Na última terça-feira (29), quando o país chorou a tragédia com o avião da Chapecoense e o Congresso Nacional aprovou a PEC do congelamento de gastos e desvirtuou o projeto anticorrupção, a primeira turma do STF tomou uma decisão inédita. Formado pelos ministros Luís Roberto Barroso, Edson Fachin, Rosa Weber, Luiz Fux e Marco Aurélio Mello, o grupo se reuniu para julgar um caso envolvendo pessoas de Duque de Caxias (RJ) denunciadas pelo Ministério Público pela suposta prática do crime de aborto com o consentimento da gestante e formação de quadrilha.
Por unanimidade, os ministros entenderam que as prisões dos acusados não se sustentavam por vários motivos. Mas o ministro Barroso acrescentou, que os artigos do Código Penal que tipificam o crime de aborto não são compatíveis com a Constituição de 1988. Como o Código Penal é de 1940, anterior à Constituição, portanto, os artigos devem ser interpretados de forma a excluir a incidência de crime quando a interrupção voluntária da gravidez é realizada no primeiro trimestre da gestação.
Para Barroso, a vida potencial do feto é “evidentemente relevante”, mas a criminalização do aborto antes de concluído o primeiro trimestre de gestação viola diversos direitos fundamentais da mulher, além de não observar suficientemente o princípio da proporcionalidade. Segundo o ministro, a criminalização antes do terceiro mês de gestação viola a autonomia da mulher, o direito à integridade física e psíquica, os direitos sexuais e reprodutivos da mulher, a igualdade de gênero, além de provocar discriminação social e um impacto desproporcional da criminalização sobre as mulheres pobres.

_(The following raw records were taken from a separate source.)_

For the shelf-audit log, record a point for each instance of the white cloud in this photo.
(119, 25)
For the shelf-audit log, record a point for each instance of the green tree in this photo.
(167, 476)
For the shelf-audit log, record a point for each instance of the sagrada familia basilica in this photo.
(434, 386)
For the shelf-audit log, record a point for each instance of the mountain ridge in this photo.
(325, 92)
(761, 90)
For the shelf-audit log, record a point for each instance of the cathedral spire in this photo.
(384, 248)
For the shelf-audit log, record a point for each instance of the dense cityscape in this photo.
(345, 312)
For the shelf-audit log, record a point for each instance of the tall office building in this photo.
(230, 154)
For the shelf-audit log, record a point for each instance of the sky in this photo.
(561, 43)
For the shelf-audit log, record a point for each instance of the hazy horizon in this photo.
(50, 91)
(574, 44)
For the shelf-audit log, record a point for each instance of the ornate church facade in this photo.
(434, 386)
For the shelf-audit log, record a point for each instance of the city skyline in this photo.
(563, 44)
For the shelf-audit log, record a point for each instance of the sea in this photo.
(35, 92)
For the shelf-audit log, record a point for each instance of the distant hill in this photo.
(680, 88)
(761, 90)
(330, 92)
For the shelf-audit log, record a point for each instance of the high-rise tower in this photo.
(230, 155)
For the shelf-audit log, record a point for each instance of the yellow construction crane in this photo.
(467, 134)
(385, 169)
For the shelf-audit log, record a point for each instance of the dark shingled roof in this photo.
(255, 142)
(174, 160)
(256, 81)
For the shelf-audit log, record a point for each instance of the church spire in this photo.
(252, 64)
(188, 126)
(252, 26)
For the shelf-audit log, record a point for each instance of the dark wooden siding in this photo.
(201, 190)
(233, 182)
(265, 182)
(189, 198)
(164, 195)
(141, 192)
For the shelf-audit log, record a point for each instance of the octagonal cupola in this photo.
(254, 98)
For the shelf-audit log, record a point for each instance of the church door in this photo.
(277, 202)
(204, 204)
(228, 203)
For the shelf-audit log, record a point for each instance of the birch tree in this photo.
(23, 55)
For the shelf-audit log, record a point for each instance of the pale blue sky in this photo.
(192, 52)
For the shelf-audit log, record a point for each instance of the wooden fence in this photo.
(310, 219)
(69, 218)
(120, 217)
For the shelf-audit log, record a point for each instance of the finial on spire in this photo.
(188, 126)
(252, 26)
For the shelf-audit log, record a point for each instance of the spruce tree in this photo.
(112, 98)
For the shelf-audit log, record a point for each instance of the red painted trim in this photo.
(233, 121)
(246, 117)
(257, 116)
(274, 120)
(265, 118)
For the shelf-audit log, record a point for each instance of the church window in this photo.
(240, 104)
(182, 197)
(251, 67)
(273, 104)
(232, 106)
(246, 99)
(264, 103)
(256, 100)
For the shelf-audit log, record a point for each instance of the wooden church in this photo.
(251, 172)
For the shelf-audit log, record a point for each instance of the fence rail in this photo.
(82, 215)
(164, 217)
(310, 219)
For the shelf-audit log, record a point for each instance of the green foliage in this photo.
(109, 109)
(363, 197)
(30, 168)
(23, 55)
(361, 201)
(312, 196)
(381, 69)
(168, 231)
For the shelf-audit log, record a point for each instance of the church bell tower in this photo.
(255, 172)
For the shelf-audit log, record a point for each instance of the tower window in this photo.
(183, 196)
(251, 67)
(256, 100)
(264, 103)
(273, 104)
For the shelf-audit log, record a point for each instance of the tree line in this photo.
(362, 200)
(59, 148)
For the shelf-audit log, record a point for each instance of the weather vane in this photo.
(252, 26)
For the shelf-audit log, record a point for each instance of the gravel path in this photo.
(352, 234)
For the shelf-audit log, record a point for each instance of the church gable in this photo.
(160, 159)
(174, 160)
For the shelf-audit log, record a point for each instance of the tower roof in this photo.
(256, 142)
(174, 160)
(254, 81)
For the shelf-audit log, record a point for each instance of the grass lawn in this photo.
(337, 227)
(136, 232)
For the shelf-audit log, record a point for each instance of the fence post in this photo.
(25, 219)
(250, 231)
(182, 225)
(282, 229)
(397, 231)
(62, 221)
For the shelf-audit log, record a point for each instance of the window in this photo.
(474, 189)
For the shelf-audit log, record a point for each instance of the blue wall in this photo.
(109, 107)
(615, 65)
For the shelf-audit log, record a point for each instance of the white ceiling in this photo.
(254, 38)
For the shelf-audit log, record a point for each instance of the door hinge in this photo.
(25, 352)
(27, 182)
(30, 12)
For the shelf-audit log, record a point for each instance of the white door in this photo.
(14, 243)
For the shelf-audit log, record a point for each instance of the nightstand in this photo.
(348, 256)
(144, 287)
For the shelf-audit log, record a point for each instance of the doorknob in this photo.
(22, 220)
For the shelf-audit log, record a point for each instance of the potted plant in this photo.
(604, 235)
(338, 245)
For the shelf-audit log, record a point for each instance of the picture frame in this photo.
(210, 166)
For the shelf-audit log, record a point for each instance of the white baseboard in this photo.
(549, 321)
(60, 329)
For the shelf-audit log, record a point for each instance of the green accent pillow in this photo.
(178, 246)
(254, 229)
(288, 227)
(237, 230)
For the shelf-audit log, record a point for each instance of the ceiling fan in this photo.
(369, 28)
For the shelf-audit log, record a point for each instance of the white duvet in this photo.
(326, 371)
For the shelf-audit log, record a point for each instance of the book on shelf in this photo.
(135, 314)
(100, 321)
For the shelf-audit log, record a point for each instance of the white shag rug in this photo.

A decisão vale única e exclusivamente para o caso de Duque de Caxias, mas se o tema for levado ao plenário do STF em um debate de repercussão geral é grande a possibilidade de as proibições ao aborto previstas no Código Penal serem derrubadas. No Brasil são legais somente os abortos envolvendo gestações que geram risco à mãe e as resultantes de estupro. A decisão pioneira do STF causou reação imediata da Câmara dos Deputados. Com 90% de homens em sua composição e dominada pelas bancadas mais conservadoras desde 1964, a Câmara reagiu de maneira quase instantânea.
Ainda na terça o presidente da Casa, Rodrigo Maia (DEM-RJ), criou uma comissão especial que pode incluir na Constituição uma regra clara sobre aborto. “Sempre que o Supremo legislar, nós vamos deliberar sobre o assunto”, disse Maia. A comissão instalada vai discutir, na realidade, uma proposta sobre licença-maternidade – a PEC 58/11, do deputado Jorge Silva (PHS-ES) – mas pode acabar tornando mais rígida a legislação sobre interrupção de gravidez.
A idéia de que as mulheres possuem um “instinto maternal inato” e que a ela cabe o cuidado do lar e dos filhos foi modificado com a emancipação feminina. Já passou da hora da mulher dispor de direitos sobre si própria, da sua sexualidade e da decisão ou não pela maternidade.